A vida tem uma forma estranha de parecer calma, mas na realidade não é. Marcele agora segura minha mão com firmeza, ela está com medo, também estou, mas sou a irmã mais velha, portanto, devo conter todos os meus sentimentos conflitantes e escondê-los bem. O pequeno Jorge está segurando seu carrinho e minha mão, sei que queria meu colo, mas com sete meses de gestação é complicado atender seu desejo.
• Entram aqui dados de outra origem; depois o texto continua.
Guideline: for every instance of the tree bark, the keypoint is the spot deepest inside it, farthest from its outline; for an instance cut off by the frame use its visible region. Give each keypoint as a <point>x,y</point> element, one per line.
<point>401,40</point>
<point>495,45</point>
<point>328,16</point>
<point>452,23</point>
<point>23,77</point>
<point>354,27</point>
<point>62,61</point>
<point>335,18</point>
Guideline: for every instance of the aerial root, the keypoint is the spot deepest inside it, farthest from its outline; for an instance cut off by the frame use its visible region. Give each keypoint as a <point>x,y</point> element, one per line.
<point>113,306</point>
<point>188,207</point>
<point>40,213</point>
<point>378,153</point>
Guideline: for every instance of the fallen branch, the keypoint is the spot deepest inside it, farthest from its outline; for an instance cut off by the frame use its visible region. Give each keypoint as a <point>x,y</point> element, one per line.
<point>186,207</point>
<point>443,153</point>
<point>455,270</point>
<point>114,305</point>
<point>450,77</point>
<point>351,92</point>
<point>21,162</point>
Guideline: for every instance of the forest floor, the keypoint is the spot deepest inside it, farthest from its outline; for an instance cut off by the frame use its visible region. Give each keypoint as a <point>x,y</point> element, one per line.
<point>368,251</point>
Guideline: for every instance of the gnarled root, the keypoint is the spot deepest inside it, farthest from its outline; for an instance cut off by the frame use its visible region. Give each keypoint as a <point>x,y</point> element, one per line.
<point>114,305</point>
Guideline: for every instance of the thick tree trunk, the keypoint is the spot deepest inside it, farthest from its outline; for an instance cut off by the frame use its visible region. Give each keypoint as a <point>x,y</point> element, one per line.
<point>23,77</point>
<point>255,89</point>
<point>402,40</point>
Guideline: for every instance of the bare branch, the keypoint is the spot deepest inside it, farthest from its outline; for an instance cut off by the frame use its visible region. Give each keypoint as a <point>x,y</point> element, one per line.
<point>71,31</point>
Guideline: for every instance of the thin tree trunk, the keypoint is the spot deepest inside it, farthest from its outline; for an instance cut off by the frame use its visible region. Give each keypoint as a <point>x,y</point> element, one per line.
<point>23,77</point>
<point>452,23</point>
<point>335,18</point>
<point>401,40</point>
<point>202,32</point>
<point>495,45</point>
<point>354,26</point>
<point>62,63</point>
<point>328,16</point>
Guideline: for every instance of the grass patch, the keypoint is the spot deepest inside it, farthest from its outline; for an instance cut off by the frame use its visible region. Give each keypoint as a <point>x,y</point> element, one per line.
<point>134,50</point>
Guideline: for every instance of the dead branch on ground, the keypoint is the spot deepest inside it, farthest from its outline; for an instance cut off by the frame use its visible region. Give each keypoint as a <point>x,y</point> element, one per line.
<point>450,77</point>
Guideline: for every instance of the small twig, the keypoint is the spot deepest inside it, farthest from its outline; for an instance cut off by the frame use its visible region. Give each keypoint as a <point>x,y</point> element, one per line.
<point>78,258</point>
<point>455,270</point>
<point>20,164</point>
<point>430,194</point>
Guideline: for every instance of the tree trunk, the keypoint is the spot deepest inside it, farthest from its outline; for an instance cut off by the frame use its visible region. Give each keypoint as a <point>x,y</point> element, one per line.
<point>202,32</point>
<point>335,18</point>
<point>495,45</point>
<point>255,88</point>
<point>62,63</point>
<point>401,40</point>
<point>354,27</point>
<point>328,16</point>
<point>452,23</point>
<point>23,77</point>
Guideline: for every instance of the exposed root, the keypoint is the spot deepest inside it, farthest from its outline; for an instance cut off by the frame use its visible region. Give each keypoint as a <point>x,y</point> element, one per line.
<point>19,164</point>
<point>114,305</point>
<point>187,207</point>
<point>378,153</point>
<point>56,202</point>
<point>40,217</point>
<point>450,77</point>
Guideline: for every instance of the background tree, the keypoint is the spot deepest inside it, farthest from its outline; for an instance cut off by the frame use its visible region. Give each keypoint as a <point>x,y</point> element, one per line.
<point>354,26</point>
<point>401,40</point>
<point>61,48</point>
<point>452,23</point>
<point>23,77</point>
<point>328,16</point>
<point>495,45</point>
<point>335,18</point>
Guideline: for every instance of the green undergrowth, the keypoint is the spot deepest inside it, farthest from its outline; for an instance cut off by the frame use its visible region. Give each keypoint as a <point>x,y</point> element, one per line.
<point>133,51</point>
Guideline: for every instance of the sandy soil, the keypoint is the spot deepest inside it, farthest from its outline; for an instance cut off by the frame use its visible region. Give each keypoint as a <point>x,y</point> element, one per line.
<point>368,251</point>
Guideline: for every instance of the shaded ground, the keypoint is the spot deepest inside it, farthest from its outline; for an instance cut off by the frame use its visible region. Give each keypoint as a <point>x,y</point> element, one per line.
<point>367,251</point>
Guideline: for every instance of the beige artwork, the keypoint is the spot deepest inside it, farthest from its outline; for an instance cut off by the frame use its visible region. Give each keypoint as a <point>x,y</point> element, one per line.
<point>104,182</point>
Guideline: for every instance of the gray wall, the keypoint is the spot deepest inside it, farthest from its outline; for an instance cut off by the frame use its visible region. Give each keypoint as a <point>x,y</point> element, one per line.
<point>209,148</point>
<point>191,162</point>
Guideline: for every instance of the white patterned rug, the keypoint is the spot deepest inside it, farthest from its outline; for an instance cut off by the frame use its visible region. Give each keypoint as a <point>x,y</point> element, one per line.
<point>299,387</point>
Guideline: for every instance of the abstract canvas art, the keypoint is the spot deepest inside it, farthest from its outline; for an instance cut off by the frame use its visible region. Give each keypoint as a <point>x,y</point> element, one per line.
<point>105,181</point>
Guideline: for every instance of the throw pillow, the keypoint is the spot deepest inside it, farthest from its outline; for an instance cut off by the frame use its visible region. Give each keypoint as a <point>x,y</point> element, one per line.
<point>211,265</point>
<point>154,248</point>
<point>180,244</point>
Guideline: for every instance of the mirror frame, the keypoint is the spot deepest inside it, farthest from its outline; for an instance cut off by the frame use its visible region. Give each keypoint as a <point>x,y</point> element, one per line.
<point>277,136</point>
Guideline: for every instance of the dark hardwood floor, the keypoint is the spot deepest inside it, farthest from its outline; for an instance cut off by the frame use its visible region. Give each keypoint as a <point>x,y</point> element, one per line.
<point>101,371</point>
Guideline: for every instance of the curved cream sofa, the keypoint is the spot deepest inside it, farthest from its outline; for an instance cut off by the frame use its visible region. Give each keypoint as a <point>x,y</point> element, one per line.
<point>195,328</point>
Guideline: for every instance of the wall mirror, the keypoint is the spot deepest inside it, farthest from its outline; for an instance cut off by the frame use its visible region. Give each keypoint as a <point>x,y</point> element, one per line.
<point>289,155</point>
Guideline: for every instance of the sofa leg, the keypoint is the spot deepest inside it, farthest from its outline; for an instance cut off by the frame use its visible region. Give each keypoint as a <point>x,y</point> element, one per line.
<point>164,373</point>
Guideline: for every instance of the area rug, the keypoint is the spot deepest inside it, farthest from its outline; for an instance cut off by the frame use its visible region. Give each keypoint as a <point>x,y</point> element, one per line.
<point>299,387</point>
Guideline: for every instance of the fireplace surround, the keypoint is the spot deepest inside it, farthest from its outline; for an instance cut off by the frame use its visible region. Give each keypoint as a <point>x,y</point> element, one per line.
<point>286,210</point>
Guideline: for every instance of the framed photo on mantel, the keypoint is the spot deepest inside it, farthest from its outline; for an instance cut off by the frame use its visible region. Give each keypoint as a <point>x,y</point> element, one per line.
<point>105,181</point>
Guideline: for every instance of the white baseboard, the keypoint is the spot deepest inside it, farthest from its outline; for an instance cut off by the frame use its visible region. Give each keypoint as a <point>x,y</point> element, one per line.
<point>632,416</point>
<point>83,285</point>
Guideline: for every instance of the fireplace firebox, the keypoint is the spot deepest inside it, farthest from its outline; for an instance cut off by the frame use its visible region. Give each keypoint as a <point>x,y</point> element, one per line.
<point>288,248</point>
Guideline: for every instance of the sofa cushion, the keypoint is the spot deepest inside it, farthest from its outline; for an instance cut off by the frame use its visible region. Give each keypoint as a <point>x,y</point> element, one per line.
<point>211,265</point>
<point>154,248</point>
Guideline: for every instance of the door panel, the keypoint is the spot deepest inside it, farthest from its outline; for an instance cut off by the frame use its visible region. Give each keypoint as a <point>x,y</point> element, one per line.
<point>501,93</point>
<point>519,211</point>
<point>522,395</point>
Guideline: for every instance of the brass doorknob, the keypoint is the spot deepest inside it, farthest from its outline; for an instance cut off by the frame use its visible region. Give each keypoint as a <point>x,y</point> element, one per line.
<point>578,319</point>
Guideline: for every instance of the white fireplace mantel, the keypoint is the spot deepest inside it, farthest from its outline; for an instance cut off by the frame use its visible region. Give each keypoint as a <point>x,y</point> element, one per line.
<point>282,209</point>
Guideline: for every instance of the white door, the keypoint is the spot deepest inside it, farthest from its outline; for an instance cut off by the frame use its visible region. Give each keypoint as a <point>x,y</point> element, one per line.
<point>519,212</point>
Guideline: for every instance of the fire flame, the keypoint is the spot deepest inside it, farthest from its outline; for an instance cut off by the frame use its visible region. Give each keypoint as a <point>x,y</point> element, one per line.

Nossas roupas já não eram bonitas como no passado, roupas de segunda mão ou dadas pelos moradores do pequeno cortiço que vivíamos, os cabelos presos e despenteados não mostravam o cuidado que nossa mãe sempre nos ensinou a manter. Marcele segurava a barriga como se quisesse proteger seu bebê, minha irmãzinha mudou tanto, a crueldade do que fizeram conosco a destruiu de dentro para fora, mas ela ainda mantinha a doçura na voz que me lembrava tanto nossa mãe.

Vê-lo novamente depois de tudo o que houve é estranho, meu pai continua imponente e poderoso no seu belo terno preto, sapatos brilhantes e cabelos penteados de maneira alinhada. Seu olhar sobre nossa condição é de profunda tristeza, conheço tão bem meu pai, e sabia como suas expressões são transparentes.

Fiz o meu melhor, Marcele fez o seu melhor e até mesmo Jorge, apesar da grande saudade de nossa amada mãe fez o seu melhor. A nossa pequena casa é simples, nem mesmo os homens do meu pai puderam entrar de tão pequena, seus olhares também carregavam tristeza e uma certa dor, muitos deles nos conheciam desde que éramos crianças e outros cresceram conosco.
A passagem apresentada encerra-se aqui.